When Huntsman left office, the Utah Mine Safety Commission was disbanded, despite pleas by at least one member, Huntington Mayor Hilary Gordon, to keep it going.
"The problem all comes back to money, and people are expendable," Gordon said.
Sherrie Hayashi, commissioner of the Utah Labor Commission — the entity in which the Office of Mine Safety falls — said she believes the office remains an effective tool, even if it lacks enforcement powers.
"It is a very different landscape than when Crandall Canyon happened," she said. "We are doing what we are supposed to be doing."
Mine safety director David "Kent" Houghton said he regularly visits Utah's coal mines and meets with the operators' safety departments.
"I am there as another set of eyes and then I report to the Labor Commission."
Houghton, who has an office in Price, said the financial climate has been such that "anything with funding (recommendations) has not gone very far."
Utah Gov. Gary Herbert's office said the fiscal downturn that began a few years after Crandall Canyon challenged the state on many fronts, including mine safety.
"Budget constraints were the unfortunate reality of the economic downturn and necessitated some very difficult decisions, including the Legislature's determination to reduce the budget for this office," said Ally Isom, Herbert's spokeswoman.
"In spite of reduced resources, the Labor Commission continues to strive to coordinate coal mine safety among federal and state agencies, industry, and key players."
Critics, however, believe the state's efforts fall short of being effective.
"We had hoped that after that commission that we might get a state mine safety agency that would help mines take a proactive, progressive approach to managing risks and hazards, and it didn’t work out that way," Nelson said. "The support from the state as an entity was not there to make it meaningful.”
O'Dell, who served as a member of the commission, said he remains disappointed in the outcome.
"I think it fell way short of what I would have like to have seen come out of it," he said. "I went in with the impression that we actually wanted to make a difference, but in the end, there had to be consensus from the group."
The commission surveyed 12 other coal mining states and found Utah and Colorado were at the bottom rung for state regulatory involvement. At the time, neither state had state mine inspectors, mine safety regulators or any oversight or enforcement functions.
Critics of robust state inspection programs like those that operate in West Virginia or Pennsylvania argue they duplicate what the federal government is already doing.
Nelson said there may be some truth to that assertion, especially if another by-the-book traffic cop approach is used and operators simply get twin sets of violations.
But O'Dell disagrees.
"I just think it makes sense the more eyes you have looking at mine safety, the more people you have concentrating on it, the more people you have doing inspections, the more people you have talking about it, the better it makes your mine, the safer it makes your mine, but I got overruled," he said. "The state did not want to go back to that."
The Utah way
Last year, after a fundraising initiative led by chief executive officers of two mines in Utah, the University of Utah's Center for Mine Safety and Health Excellence was established.
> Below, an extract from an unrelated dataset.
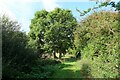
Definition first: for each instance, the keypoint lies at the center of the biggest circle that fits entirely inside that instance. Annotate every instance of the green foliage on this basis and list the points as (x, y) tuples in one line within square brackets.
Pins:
[(97, 39), (16, 56), (52, 31)]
Nelson said the $1.5 million endowment was the result of mining executives seeing a need.
"After Crandall Canyon, a couple of companies really saw a need to make a change," he said. "We started working to educate the mining industry in Utah and the United States to understand there is a better way to manage mine safety."
That approach embraces safety as not just a goal but as a core value that is incorporated in every step of the operation.
"It can be done. The lead is being taken, in my opinion, not by government agencies but by individual companies who are saying they are going to comply with the law, keep MSHA happy and do everything they ask for, who say we are going to go beyond that because we don't want anybody to die or get hurt in our mines."